Le nuove pressioni arrivano quando dall’establishment clericale iraniano – che ha già bandito i siti di social media come Instagram, Facebook, Threads e X, precedentemente noto come Twitter, tra gli altri – sono arrivate le chiamate a prendere il controllo dell’online nazionale iraniano aziende.

Nonostante i passi intrapresi dalle autorità per esercitare il controllo sulle eredità dei manifestanti uccisi in Iran, al mondo vengono ancora ricordati i loro ricordi attraverso un hashtag in lingua persiana che si traduce come “contro l’oblio”.

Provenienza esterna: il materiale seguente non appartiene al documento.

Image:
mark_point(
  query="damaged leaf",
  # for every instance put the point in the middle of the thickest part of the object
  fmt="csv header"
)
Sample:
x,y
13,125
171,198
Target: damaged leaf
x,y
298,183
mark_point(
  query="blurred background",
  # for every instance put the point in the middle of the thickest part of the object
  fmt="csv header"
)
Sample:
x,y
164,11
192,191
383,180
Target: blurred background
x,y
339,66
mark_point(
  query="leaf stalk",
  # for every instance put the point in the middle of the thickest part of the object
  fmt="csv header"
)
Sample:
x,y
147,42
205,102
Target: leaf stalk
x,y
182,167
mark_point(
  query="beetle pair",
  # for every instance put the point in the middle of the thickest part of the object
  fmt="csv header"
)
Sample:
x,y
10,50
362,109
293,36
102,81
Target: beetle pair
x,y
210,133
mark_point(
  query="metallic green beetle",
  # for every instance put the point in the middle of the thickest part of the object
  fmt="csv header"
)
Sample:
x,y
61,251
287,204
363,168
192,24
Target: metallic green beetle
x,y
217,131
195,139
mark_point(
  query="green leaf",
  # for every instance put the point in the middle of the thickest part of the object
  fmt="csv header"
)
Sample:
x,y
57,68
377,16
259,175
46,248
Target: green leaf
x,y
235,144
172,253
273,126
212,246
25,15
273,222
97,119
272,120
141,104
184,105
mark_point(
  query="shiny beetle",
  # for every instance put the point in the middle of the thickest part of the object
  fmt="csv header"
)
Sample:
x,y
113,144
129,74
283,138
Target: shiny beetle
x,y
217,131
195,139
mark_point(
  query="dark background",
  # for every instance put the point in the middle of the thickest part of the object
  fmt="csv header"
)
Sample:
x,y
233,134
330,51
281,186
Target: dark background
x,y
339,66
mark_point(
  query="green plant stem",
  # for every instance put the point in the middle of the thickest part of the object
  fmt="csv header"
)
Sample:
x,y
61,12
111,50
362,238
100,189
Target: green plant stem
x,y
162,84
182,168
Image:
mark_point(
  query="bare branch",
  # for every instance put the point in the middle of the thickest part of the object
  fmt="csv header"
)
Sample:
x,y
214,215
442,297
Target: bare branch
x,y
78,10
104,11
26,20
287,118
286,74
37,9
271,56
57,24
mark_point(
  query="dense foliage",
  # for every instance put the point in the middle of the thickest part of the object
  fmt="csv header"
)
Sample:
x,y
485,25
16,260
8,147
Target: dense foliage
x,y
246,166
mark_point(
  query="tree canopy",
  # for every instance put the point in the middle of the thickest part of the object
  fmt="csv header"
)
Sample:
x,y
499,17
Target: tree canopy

E mentre ci sono segnali che le molestie ufficiali dissuaderanno alcuni dall’onorare i loro cari uccisi in pubblico o online, non tutti hanno intenzione di inchinarsi alle autorità.

La famiglia Daroftadeh è tra loro, con Shekhi che ha detto che nonostante “la coercizione e le minacce volte a scoraggiare qualsiasi evento commemorativo” che segna il compleanno di Kumar Daroftadeh il 16 agosto, la famiglia “ha annunciato con coraggio la propria intenzione di tenere una cerimonia commemorativa”.